Come the race, David Coulthard, starting from second place alongside team-mate and pole-sitter Damon Hill, raced into an early lead (benefitting from what our American brethren might call the HOLESHOT!!) with Hill in pursuit.
Schumacher, so often the thorn in Williams’ side, slipped behind the Ferraris of Berger and Alesi at the start forcing him to overtake both cars to move him into into a somewhat distant third, but from where he could capitalise should anything happen to the two leaders.

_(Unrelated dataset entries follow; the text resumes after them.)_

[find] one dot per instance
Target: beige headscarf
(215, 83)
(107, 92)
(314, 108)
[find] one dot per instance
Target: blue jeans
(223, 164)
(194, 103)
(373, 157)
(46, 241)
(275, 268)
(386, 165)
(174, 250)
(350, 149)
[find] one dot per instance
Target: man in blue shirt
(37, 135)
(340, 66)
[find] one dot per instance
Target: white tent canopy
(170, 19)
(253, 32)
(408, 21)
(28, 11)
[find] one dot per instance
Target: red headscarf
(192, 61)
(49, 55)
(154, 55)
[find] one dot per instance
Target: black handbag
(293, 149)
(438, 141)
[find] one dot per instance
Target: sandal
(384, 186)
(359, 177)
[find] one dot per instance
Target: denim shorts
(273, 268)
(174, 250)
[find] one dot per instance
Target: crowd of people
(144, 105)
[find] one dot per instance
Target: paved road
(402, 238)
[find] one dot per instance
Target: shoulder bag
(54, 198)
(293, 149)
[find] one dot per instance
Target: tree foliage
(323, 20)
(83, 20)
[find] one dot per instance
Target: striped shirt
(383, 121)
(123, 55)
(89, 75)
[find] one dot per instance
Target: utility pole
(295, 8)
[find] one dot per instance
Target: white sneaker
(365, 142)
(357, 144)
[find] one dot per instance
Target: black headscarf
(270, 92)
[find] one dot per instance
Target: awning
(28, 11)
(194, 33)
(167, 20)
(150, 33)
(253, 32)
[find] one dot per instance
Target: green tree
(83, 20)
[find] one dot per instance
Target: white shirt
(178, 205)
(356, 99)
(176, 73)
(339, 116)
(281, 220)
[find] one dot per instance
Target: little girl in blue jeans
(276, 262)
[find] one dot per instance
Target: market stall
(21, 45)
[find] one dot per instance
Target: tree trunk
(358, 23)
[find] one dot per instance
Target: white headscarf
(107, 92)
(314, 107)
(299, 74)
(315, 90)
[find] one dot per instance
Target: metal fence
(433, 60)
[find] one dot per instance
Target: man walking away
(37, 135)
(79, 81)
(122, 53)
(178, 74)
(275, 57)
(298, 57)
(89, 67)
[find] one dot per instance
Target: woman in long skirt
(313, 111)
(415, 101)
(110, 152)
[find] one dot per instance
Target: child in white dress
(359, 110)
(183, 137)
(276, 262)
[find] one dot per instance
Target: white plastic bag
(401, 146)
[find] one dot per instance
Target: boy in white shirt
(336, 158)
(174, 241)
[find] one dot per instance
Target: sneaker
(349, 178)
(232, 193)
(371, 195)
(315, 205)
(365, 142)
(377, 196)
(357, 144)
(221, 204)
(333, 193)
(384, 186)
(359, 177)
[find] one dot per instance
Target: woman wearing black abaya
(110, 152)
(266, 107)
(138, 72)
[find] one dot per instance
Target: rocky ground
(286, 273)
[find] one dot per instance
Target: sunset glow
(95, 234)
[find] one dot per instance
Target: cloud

On lap 19 Coulthard made for the pits for his first scheduled stop. Sadly for the Scot, he locked a wheel on the dusty pit lane entry, and planted his FW17 into the retaining wall, denying him a shot at the second win of his Grand Prix career.
Shuffling back behind Alesi at the first round of stops, Schumacher again found himself tucked up behind the Ferrari.
This time though, Alesi wasn’t quite as compliant. Schumacher mirrored his earlier move to dart up the inside at the hairpin but Alesi – clearly bored of being overtaken by the guy who was about to take his Ferrari seat from under him – closed the door, they made contact and it was curtains for them both.
With Coulthard, Alesi and Schumacher out, Benetton’s Johnny Herbert briefly moved into second before he misjudged the pit entry allowing Berger ahead until mechanical gremlins forced the second Ferrari retirement of the day.
Sauber’s Heinz-Harald Frentzen then assumed a distant second behind a disappearing Hill before he too retired with gearbox maladies.
Herbert had another crack at maintaining second before his driveshaft packed in, allowing Olivier Panis, by now a lap down on Hill to take up the mantle of second place with Footwork’s Gianni Morbidelli in third.
An oil leak forced Panis to slow his pace, and looked for a time like it would again force the second place man into retirement as leader Hill came round to lap him once again.
But Panis’ Ligier held together until the chequered flag, and he duly took the second second place of his career, with Morbidelli completing an unlikely podium.
Hill, helped by being the only driver in the top eight of the Championship to finish the race, and by just eight cars completing the distance, became only the second man in Formula 1 history to finish a full two laps ahead of everyone else – the other being Sir Jackie Stewart in the 1969 Spanish Grand Prix.
The result was a great end to the 1995 season for Williams and Hill who looked, at times, equally beleaguered.
Schumacher had bullied them into surrendering titles that should have been theirs, but he was off to project Ferrari, and project Ferrari take a year or two to get up to speed.
Signing off 1995 with a win was just the springboard Hill & Williams needed to launch into a 1996 that promised to deliver Hill the Championship that had eluded him two years on the bounce.